TORONTO — Scientists have developed an interface that will allow people with spinal cord injuries and neurological disorders to communicate by using the brain signals associated with handwriting.

Scientists have developed a brain-computer interface (BCI) to help people who are paralyzed with written communication, by tracking the brain’s signals during handwriting to see how the brain differentiates between letters.

“The way the system works is by recording activity from about 100 up to 200 neurons, or brain cells, all simultaneously,” says Jaimie Henderson, senior author of the BCI study and co-director of the Neural Prosthetics Translational Laboratory at Stanford University.

In a study published Wednesday in the journal Nature, a participant, who is paralyzed from the neck down due to a spinal cord injury, was asked by researchers to attempt to write out lowercase letters and punctuation.

Through surgically implanted electrodes in the brain, researchers tracked the brain’s signals for movement as the participant tried to write.

“When we ask a participant to write a letter, for example, an ‘A,’ he moves his hand in a particular way, or is attempting to move his hand — he is paralyzed so he can’t actually move,” says Henderson.

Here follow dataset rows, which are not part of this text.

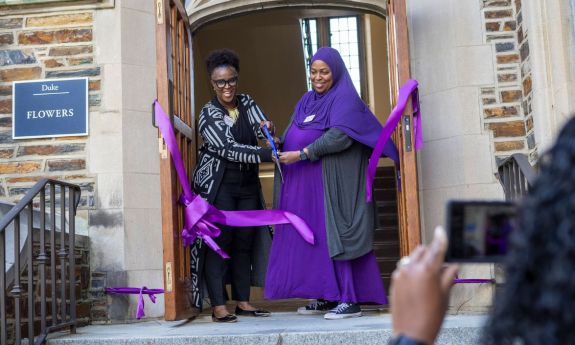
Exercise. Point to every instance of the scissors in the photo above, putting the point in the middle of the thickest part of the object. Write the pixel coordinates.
(274, 151)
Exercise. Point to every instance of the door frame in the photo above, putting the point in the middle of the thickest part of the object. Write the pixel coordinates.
(175, 95)
(399, 73)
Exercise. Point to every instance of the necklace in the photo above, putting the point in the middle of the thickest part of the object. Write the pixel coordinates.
(234, 113)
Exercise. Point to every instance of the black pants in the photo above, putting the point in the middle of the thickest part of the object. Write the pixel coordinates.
(239, 190)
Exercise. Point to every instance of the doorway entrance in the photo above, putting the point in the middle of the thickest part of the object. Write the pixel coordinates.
(273, 45)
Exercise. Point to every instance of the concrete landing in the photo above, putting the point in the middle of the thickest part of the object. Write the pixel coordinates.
(279, 329)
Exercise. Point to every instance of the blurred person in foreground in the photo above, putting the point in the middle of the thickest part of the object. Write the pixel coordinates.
(536, 303)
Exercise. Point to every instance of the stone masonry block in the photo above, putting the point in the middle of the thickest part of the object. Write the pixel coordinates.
(524, 51)
(507, 77)
(498, 14)
(75, 50)
(487, 91)
(529, 123)
(510, 96)
(6, 137)
(504, 47)
(6, 121)
(19, 167)
(16, 57)
(509, 145)
(488, 101)
(48, 150)
(496, 3)
(94, 85)
(23, 179)
(527, 85)
(500, 112)
(6, 153)
(520, 35)
(510, 26)
(60, 20)
(498, 36)
(531, 141)
(65, 165)
(80, 61)
(507, 129)
(6, 38)
(54, 63)
(85, 72)
(492, 26)
(53, 37)
(507, 58)
(14, 74)
(11, 23)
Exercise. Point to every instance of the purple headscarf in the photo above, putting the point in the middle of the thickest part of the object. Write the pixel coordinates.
(341, 107)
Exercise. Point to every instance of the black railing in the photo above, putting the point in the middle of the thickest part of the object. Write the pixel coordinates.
(516, 176)
(38, 212)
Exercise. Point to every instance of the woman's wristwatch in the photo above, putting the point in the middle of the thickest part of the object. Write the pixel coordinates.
(403, 340)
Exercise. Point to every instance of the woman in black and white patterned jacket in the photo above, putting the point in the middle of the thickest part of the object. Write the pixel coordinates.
(227, 177)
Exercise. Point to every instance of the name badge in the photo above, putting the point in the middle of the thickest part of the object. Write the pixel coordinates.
(228, 121)
(309, 118)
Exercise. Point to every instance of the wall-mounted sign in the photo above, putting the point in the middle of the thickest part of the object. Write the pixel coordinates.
(50, 108)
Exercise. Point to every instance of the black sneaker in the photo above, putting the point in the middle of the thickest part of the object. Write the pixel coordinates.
(343, 311)
(320, 306)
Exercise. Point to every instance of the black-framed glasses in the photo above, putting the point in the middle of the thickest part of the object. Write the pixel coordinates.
(221, 83)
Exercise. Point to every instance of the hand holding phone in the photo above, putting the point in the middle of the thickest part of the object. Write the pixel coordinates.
(479, 231)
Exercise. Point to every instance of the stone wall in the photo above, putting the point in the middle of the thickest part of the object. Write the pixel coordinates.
(45, 46)
(506, 105)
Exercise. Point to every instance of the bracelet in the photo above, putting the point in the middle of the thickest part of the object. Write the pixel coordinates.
(404, 340)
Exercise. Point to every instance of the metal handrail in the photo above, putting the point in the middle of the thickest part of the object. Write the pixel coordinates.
(64, 256)
(30, 195)
(516, 176)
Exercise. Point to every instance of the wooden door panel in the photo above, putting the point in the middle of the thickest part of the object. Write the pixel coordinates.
(174, 92)
(399, 67)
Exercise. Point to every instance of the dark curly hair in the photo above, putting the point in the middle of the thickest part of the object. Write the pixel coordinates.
(537, 302)
(222, 57)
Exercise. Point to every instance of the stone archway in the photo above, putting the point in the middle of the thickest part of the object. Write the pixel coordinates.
(202, 12)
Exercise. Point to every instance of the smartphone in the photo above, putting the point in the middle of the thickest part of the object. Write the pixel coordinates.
(479, 231)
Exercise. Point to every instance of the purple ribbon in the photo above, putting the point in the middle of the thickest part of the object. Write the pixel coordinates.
(141, 292)
(408, 89)
(200, 216)
(473, 281)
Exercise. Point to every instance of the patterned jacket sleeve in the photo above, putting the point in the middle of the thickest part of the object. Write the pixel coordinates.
(219, 140)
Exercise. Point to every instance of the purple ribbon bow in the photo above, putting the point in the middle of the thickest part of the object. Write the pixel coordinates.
(200, 216)
(408, 89)
(141, 292)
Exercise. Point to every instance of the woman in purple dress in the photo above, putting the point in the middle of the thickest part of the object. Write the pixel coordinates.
(325, 155)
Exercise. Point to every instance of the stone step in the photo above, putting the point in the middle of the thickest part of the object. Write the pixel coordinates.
(280, 328)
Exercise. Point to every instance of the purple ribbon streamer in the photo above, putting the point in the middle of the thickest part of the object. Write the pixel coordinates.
(408, 89)
(473, 281)
(141, 292)
(200, 216)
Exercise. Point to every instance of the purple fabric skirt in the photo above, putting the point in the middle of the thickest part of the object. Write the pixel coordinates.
(297, 269)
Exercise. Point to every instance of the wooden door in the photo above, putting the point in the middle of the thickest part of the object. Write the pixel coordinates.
(408, 197)
(174, 91)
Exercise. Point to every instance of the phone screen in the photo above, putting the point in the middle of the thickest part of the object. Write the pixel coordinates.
(479, 231)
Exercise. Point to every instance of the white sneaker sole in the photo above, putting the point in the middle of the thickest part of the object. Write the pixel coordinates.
(334, 316)
(303, 311)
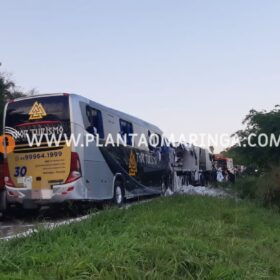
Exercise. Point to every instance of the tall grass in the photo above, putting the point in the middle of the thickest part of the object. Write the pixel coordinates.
(168, 238)
(265, 189)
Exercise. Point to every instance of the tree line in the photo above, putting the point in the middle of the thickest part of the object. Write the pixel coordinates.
(8, 91)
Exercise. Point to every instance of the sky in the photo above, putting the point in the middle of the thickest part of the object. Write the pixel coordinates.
(191, 66)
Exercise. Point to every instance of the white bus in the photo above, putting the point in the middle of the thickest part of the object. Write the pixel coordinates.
(40, 173)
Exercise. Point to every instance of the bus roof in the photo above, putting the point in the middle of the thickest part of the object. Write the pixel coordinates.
(120, 114)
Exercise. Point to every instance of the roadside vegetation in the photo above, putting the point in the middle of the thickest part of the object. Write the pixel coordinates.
(180, 237)
(261, 181)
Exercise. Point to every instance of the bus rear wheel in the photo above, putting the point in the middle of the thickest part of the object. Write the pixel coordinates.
(118, 194)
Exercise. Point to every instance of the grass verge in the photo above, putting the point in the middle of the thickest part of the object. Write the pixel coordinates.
(180, 237)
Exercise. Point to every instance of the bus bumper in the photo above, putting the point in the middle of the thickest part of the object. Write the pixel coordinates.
(56, 194)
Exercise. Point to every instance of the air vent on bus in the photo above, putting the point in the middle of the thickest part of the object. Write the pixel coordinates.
(75, 169)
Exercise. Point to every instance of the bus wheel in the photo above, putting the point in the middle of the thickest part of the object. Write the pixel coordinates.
(118, 194)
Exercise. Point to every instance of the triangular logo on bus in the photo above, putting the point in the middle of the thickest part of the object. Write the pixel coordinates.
(37, 112)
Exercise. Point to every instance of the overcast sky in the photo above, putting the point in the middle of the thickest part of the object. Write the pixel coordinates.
(186, 66)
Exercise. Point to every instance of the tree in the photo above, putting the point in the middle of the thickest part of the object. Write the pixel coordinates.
(8, 91)
(260, 126)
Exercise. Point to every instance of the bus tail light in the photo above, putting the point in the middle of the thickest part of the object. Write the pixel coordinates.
(75, 169)
(7, 178)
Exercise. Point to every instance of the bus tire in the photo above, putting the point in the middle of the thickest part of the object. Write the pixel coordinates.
(118, 193)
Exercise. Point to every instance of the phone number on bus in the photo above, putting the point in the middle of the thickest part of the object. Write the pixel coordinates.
(39, 156)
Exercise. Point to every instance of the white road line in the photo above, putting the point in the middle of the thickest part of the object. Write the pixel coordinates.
(51, 226)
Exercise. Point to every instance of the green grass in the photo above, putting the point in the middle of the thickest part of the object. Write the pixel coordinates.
(181, 237)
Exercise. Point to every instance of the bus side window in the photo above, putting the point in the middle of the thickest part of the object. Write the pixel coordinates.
(126, 130)
(95, 120)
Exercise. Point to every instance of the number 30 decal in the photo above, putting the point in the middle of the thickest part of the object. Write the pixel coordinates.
(20, 171)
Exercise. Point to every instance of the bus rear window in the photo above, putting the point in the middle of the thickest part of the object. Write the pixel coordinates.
(38, 116)
(41, 109)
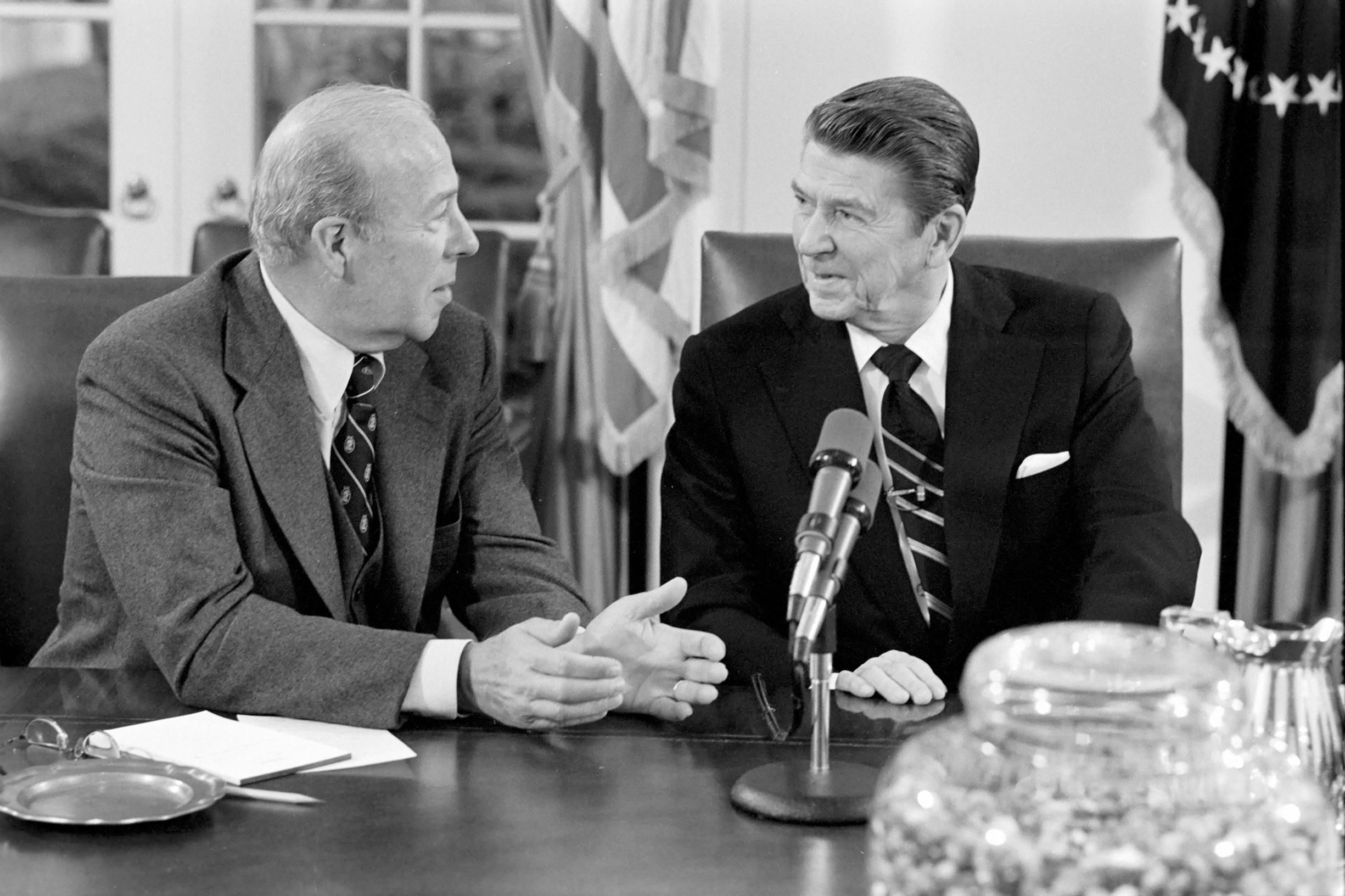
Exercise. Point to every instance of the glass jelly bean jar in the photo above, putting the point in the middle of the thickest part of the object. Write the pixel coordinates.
(1098, 759)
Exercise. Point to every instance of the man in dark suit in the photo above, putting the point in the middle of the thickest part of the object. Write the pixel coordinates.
(283, 468)
(1024, 481)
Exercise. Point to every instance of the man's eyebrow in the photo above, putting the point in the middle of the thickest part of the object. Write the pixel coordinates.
(440, 198)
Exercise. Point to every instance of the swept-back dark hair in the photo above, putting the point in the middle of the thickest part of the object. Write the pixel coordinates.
(911, 124)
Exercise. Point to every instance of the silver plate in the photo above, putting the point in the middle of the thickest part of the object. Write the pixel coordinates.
(108, 792)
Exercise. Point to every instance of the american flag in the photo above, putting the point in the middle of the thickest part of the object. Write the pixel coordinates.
(629, 99)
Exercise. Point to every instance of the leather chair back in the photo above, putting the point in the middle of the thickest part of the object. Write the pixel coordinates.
(217, 238)
(1144, 275)
(35, 241)
(46, 323)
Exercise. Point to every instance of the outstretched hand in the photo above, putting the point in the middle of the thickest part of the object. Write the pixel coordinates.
(666, 669)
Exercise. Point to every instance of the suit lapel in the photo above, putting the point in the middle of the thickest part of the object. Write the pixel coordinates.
(276, 425)
(991, 378)
(805, 389)
(413, 411)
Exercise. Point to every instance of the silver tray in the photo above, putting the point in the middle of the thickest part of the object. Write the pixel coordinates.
(108, 792)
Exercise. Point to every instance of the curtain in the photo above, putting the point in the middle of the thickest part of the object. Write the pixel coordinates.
(625, 97)
(1250, 116)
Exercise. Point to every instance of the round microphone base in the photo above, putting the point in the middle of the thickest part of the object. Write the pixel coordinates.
(794, 793)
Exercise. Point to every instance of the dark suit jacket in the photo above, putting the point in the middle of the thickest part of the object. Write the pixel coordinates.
(201, 533)
(1035, 366)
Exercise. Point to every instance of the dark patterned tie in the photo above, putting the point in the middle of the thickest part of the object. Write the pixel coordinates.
(353, 451)
(915, 455)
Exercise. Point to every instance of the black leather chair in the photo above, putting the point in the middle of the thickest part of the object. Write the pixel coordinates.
(217, 238)
(52, 241)
(1144, 275)
(45, 326)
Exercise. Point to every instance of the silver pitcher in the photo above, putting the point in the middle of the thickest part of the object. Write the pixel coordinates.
(1292, 700)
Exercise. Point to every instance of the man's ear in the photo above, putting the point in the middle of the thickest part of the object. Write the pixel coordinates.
(329, 241)
(948, 228)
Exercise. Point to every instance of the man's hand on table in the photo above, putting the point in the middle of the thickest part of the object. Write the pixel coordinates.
(896, 677)
(666, 670)
(522, 679)
(883, 711)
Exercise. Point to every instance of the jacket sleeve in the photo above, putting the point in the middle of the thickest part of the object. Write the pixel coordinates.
(709, 536)
(1140, 553)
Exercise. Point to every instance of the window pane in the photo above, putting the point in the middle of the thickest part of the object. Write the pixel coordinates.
(295, 61)
(331, 4)
(478, 89)
(54, 112)
(471, 6)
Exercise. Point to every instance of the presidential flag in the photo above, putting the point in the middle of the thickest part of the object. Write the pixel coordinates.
(1250, 115)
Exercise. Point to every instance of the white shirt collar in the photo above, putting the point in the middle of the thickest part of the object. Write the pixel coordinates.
(326, 362)
(930, 341)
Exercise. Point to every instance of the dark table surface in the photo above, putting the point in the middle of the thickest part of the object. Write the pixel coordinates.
(627, 805)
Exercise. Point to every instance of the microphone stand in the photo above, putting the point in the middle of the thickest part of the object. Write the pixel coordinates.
(821, 793)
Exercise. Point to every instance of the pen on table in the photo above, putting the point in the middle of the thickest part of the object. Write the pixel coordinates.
(270, 796)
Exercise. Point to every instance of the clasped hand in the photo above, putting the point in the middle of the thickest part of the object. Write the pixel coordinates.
(548, 674)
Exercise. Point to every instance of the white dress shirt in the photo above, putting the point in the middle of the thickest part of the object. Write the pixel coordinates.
(930, 341)
(327, 365)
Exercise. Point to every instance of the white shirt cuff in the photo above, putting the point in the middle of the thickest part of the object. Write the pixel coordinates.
(434, 689)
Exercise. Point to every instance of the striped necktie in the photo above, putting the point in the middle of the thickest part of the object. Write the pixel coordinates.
(915, 455)
(353, 451)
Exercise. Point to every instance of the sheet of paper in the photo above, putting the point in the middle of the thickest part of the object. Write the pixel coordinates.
(366, 746)
(237, 753)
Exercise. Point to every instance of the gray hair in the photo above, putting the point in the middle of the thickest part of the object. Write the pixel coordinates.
(311, 166)
(914, 126)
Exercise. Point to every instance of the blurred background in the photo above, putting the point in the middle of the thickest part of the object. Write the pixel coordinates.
(148, 115)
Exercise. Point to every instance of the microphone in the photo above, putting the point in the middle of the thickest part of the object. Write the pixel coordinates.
(856, 518)
(837, 466)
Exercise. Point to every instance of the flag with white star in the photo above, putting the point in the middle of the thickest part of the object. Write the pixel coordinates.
(1250, 115)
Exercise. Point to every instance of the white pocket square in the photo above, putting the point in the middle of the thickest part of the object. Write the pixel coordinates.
(1033, 464)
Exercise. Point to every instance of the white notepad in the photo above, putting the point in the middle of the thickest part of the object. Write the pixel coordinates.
(366, 746)
(237, 753)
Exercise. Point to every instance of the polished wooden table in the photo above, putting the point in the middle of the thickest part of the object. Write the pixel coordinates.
(627, 807)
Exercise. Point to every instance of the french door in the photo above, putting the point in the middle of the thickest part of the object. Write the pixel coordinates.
(154, 111)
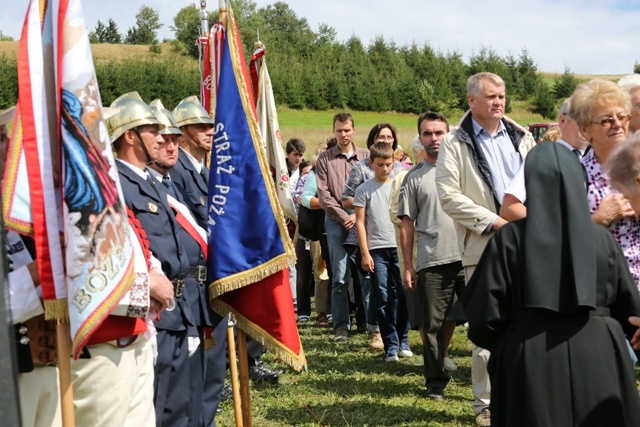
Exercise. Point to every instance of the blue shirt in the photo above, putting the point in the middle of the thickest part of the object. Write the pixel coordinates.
(502, 157)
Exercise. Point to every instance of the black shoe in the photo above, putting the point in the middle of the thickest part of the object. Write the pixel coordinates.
(435, 393)
(260, 373)
(226, 393)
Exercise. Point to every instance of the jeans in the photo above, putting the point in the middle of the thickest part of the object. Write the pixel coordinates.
(388, 295)
(336, 234)
(355, 261)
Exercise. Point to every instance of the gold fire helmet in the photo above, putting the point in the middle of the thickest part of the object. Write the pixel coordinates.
(132, 112)
(190, 112)
(168, 124)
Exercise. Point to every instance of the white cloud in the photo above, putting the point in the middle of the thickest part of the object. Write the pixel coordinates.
(587, 36)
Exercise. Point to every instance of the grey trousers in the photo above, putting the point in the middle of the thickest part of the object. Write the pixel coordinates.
(436, 287)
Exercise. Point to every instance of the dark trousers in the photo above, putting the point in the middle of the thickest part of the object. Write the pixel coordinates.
(214, 371)
(171, 382)
(436, 286)
(304, 278)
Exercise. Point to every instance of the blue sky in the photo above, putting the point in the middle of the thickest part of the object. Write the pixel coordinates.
(592, 37)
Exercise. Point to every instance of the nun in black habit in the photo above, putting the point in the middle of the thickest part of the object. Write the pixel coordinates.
(551, 298)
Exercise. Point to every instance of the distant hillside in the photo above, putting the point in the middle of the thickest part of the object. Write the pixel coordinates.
(109, 52)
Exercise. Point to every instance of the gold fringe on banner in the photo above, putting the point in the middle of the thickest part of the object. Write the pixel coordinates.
(248, 277)
(209, 343)
(297, 362)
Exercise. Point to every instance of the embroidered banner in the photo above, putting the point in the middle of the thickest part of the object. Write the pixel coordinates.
(249, 248)
(61, 145)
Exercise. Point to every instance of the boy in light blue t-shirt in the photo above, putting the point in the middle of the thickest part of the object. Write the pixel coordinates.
(377, 241)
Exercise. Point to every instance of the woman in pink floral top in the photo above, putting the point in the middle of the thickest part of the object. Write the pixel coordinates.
(602, 110)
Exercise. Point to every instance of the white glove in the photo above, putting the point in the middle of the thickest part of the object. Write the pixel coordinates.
(192, 344)
(153, 341)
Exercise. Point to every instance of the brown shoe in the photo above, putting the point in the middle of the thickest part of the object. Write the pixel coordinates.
(376, 341)
(342, 335)
(483, 419)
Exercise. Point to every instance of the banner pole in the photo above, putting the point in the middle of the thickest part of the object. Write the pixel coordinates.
(233, 368)
(244, 378)
(63, 344)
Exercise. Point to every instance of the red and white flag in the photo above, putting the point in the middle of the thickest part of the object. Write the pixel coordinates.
(60, 181)
(270, 131)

“But the activity of his brain is the same or similar to what it would be if he was actually moving his limb. We have him write the letter a number of times and we look at the brain activity for each of those instances and we use that as representation of an ‘A’ in the brain.”

Henderson says that since brain activity between letters is unique, algorithms can successfully identify different letters to produce words and sentences.

“It’s exactly like if you were handwriting, except what he’s doing is imagining handwriting one on top of another, rather than writing on an endless piece of paper,” says Henderson.

Using this BCI system, the participant was able to produce around 90 characters per minute.

“We are very inspired by people who have lost the ability to communicate,” Henderson says.

“Given the utility of something like this, where our participant was able to generate text at almost 80 per cent of the speed of someone of his age range texting on a cell phone, you can see where it can be useful for people with paralysis to be able to communicate more rapidly; to be able to get back into the workforce; to be able to communicate with friends and loved ones.”

Henderson says that the team’s next step is to develop a brain-to-text system that will allow people who have lost the ability to speak to communicate by tracking brain signals associated with speech.